In general, the threshold in software systems can be estimated from statistical deductions and mathematical models. The statistical methodology provides qualitative thresholds, however, to improve the validity of the results it is important to study the relation between the data characteristics, underlying assumptions and nature of the problem. Here we briefly review the threshold estimation studies based on statistical inference for software.

The study conducted by Erni and Lewerentz [16] estimated the threshold to be in the range of statistical mean (µ) and standard deviation (σ), represented as T ± = µ ± σ, assuming data to be distributed normally. However, the technique assumed the input metric data to be normally distributed. Usually such distributions are seldom common in software projects and hence the applicability of the technique is limited. The work by French [17] included Chebyshev’s inequality theorem along with µ and σ for threshold calculation but distribution nature of data was again not considered and the methodology suffered to the data outliers. The recent work of de Siqueria et al. [18], have suggested three similarity thresholds, using arithmetic or the weighted mean, k-means clustering and silhouette coefficient maximization, for the genre aware focused crawling.

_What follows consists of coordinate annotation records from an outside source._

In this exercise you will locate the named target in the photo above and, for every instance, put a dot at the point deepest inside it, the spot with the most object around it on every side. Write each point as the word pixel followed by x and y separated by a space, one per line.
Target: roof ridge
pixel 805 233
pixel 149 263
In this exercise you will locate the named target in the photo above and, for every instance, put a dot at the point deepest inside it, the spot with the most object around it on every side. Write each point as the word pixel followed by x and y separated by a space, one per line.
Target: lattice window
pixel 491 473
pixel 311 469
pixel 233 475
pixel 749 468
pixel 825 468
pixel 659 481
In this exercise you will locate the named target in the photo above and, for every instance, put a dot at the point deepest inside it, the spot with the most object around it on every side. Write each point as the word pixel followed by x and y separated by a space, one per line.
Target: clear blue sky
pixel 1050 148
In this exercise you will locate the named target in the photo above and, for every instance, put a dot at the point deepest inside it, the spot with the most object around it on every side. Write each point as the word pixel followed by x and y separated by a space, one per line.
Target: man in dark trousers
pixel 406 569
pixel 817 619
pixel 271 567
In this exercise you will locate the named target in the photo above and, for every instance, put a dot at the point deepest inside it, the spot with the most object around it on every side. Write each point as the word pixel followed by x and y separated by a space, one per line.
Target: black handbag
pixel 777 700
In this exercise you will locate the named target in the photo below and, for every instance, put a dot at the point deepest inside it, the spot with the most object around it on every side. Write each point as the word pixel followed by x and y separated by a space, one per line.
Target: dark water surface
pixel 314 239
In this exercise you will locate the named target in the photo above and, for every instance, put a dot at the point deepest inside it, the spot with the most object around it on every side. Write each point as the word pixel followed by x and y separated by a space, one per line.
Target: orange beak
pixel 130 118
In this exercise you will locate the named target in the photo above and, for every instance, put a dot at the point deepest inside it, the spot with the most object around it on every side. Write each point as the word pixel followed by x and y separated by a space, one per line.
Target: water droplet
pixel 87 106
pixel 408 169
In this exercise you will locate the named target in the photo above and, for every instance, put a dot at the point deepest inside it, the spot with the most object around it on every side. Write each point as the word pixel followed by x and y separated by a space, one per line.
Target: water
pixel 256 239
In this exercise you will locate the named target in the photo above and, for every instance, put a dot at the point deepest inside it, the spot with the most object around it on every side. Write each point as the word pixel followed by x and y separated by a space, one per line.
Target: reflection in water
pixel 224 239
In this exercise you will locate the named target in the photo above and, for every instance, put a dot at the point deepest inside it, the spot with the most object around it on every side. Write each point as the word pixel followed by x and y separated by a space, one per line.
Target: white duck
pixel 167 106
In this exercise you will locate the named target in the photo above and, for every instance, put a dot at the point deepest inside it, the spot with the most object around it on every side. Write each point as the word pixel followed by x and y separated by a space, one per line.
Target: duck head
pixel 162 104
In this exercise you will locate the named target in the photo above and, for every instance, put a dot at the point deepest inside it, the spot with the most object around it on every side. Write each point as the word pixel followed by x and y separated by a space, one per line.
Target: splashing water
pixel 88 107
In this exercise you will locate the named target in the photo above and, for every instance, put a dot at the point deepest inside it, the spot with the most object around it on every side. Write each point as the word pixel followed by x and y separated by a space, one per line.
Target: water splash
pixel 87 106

Shatnawi [19] used ROC characteristics to identify threshold values and analyzed its association with different error severity levels. The relevant threshold values were found for high and medium risk categories of ordinal classification but could not find practical threshold values for binary classification. In a following study [20], the author calculated the thresholds corresponding to the C&K metrics using Bender’s approach [21] based on logistic regression and it was found that risk levels can be used to identify metric thresholds. Similarly, Malhotra et al. [22] also used Bender’s approach to calculate the metrics threshold and determined the effects of threshold on change prediction with inter-project studies. Their results showed that the transferability of the threshold is limited rather to a narrow confidence interval in inter-project comparisons. In a more recent work, Shatnawi [23] proposed data transformation method to reduce skewness in the data and the threshold values were estimated using the statistical parameters such as μ and σ, similar to the works of Erni et al. [16]. However, what limits the underlying methodology is the shift of values by a constant value prior to the data transformation. Alves et al. [24] investigated data distribution properties of object oriented metrics to derive threshold values and the estimated metrics threshold values were insensitive towards data outliers. Similarly, Ferreira et al. [25] statistically analyzed the data to calculate the threshold range of certain metrics. The authors found that most of the metrics followed a heavy-tailed distribution and argued that a general threshold could not be applied to the object oriented software projects. On the other hand, Hussain et al. [26], compared the effect of thresholds derived using Bender’s approach and those mentioned by Alves et al. [24] and concluded that thresholds cannot be generalized for all the systems due to variation in data characteristics.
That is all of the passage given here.